それに秀一が使徒を交渉できる材料がない。そのため嘘の情報を流させることはまずできないはずだ。
そうなればこちらは密告させることはできない。逆に買収される可能性は大いにありうる。
「以上、質問は?」
「……あんたが持ってる俺と美香の命を撃ち抜けなかった場合は?」
「当然、死んでもらうよ」
さも当然のように応えるが、なおさら秀一の条件が厳しくなるだけだ。だがうまくいけば全員を救い、かつ借金を無くすこともできる。
「他には?」
「ない」
秀一が応えると、男はこくりと首を縦に振った。
「では本日夜一八時にそちらに伺おう。それまでに使徒をどうするか決めておくように」
そう言って映像は切れた。
「行こう」
三人は他に邪魔が入らないよう外に出てテントを張った。そして水を用意し、簡単な食事を取りながら作戦会議を始める。
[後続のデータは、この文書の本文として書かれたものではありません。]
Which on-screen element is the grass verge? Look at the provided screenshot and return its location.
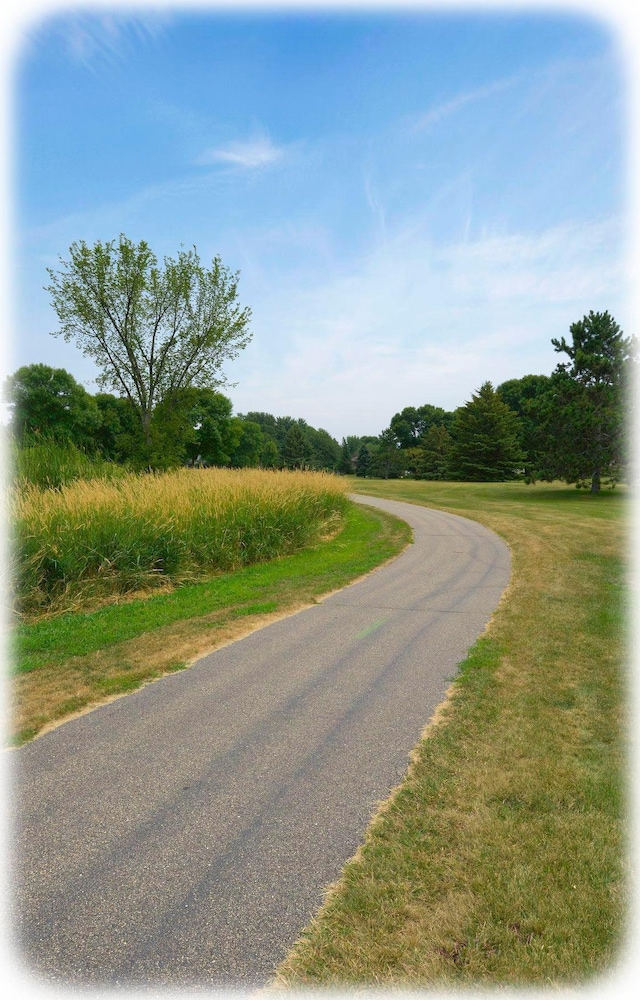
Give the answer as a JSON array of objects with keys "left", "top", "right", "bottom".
[
  {"left": 10, "top": 504, "right": 411, "bottom": 746},
  {"left": 273, "top": 480, "right": 629, "bottom": 989}
]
「それで? どうするの? 下手したら私たち全員の命が失われることになるかもしれないのよ?」
明らかに不機嫌そうに美香が尋ねる。
秀一はへらりと笑った。
「大丈夫。とりあえず使徒について決めよう」
「使徒は俺が――――」
「いいや、美香にお願いする」
秀一の言葉に二人の目が大きく見開かれた。
「なんで清水?」
「清水のことは信用してるし、買収されたりしないって信じてるから」
「それなら俺だって……!」
「分かってるよ。お前のことも信用してる。だからお前には別でやって欲しいことがある」
「なんだよ?」
まだ納得いってないと言わんばかりに健一郎は顔を顰める。
「清水は? それでいいか?」
一旦話を戻すと、美香は真っすぐに秀一を見つめた。
「分かったわ」
「おっし。じゃあ悪いが清水はちょっと水を汲んできてくれ」
からの容器を渡すと、美香はそれを受け取ってその場を後にした。秀一と健一郎だけがその場に残される。
辺りには誰もいなさそうだ。
「……本気か?」
健一郎が探るように尋ねる。
「何が?」
「清水のことだよ。ほんとに信用してるのかって聞いてるんだよ」
「……もちろん」
「気づいてんだろ?」
彼の問いに秀一は押し黙った。
「夜あいつが見張りの時、かすかにどこかに行ってる。野菜や何か取りに行かせた時もやたらと遅い。絶対何かある」
「それこそ本当に誰かに密告してるとか?」
「……おそらく」
深刻そうな顔をする健一郎。秀一は肩を竦めた。
「誰かに会っているのは間違いないだろうな」
そのまま空を見上げた。澄んだ空が広がっている。
「だからこそあいつに使徒を頼んだ」
「なんで? また騙されるかもしれないだろう? 俺らを殺して一人で一億持っていくかも」
「ああ。清水の本心を調べる」
「……」
秀一の言葉の意味が分からない健一郎は納得がいかないと言わんばかりに眉間に皴を寄せた。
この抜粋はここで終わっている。